The government claims there is no evidence that a CDC works yet there have been more than a dozen evaluations of income management which have provided consistent evidence about welfare quarantining. The evaluations show decreases in drug and alcohol issues; decreases in crime, violence and antisocial behaviour; improvements in child health and wellbeing; improvements in financial management; and ongoing and even strengthened community support. One such evaluation by the University of Adelaide released in 2021 reported that the cashless debit card had helped recipients improve their lives and the lives of their families and other community members. That report, which obviously Senator Rice does not include as evidence, found that 25 per cent of people reported they were drinking less since being put on the CDC; 21 per cent of cashless debit card participants reported gambling less; evidence found cash previously used for gambling had been redirected to essentials such as food; and 45 per cent of the CDC participants reported the cashless debit card had improved things for themselves and their families. Do not believe the government's rhetoric and do not believe the claims of the Greens members, who are sitting in this chamber heckling away, who didn't attend the committee hearings, who were not there and who are ignoring the voices of the very people who they claim to represent and who they claim to want to help. Of the 17,000 people currently on the CDC, 4,398 of them in the Northern Territory are on it voluntarily. I'm also advised that most participants in Cape York are also on it voluntarily. If it didn't work, if they didn't see value in the card, why would they be volunteering to be on the program?
I urge the government to monitor more closely the impacts on those families who withdraw from the card. I urge the government to listen to the members and senators in this place who have firsthand experience of what families faced before the card was introduced and how those families' lives have changed since.

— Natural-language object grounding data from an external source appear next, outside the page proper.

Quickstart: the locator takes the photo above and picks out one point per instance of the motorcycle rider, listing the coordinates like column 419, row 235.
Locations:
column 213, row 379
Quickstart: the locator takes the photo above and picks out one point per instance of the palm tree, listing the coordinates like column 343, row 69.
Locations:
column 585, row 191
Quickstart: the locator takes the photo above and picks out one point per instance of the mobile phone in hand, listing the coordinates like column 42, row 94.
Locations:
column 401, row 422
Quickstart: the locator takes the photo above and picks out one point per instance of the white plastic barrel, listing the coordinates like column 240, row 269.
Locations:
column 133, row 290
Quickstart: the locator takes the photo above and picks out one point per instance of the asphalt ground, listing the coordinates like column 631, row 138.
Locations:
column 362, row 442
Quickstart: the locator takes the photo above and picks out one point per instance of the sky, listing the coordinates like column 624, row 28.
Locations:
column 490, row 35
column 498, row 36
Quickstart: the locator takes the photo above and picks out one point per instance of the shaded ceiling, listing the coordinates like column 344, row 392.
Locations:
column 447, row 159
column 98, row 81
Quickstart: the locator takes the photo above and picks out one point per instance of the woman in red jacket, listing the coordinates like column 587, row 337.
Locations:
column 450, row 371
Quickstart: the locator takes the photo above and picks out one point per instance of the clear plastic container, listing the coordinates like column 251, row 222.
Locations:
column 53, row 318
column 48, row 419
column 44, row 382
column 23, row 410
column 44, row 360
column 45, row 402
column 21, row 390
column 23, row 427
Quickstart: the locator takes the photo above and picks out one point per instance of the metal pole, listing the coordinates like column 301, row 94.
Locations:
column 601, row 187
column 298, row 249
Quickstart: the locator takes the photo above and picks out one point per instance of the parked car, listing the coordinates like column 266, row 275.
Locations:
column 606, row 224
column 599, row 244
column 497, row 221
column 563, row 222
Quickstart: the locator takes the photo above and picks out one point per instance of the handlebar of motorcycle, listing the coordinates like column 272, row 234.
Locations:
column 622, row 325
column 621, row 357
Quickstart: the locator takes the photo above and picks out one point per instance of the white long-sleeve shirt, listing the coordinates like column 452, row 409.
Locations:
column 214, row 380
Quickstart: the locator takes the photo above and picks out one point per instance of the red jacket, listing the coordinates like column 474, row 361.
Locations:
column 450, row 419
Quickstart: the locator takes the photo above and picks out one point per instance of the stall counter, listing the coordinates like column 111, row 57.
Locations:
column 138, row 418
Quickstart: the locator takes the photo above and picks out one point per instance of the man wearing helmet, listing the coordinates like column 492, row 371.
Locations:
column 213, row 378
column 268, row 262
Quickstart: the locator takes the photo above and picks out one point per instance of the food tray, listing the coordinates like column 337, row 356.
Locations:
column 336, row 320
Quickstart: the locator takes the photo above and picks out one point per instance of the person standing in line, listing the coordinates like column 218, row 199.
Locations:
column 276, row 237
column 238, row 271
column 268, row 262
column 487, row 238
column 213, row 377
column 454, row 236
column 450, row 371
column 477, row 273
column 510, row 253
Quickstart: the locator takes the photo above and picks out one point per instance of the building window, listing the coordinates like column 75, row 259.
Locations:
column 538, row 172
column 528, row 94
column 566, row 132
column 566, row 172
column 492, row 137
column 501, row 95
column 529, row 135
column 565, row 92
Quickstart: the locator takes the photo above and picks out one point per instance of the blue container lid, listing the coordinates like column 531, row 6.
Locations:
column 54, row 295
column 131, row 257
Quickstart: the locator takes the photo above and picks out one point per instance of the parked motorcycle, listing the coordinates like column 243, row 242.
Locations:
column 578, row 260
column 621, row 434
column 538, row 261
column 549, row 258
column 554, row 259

I know Labor really aren't interested in representing the vulnerable communities in South Australia or in the Goldfields in Western Australia, or the families in Bundaberg, Hervey Bay and Cape York who benefited from the CDC. I know they're pandering to the progressives in the city, far removed from the problems they are blind to, who think they're doing the right thing by our vulnerable communities but who really aren't. I say drop the scales from your eyes and look at the hard truth of the issue. Listen to the Noel Pearsons of the world. Listen to the families and the women who are asking for the cashless debit card to remain in place.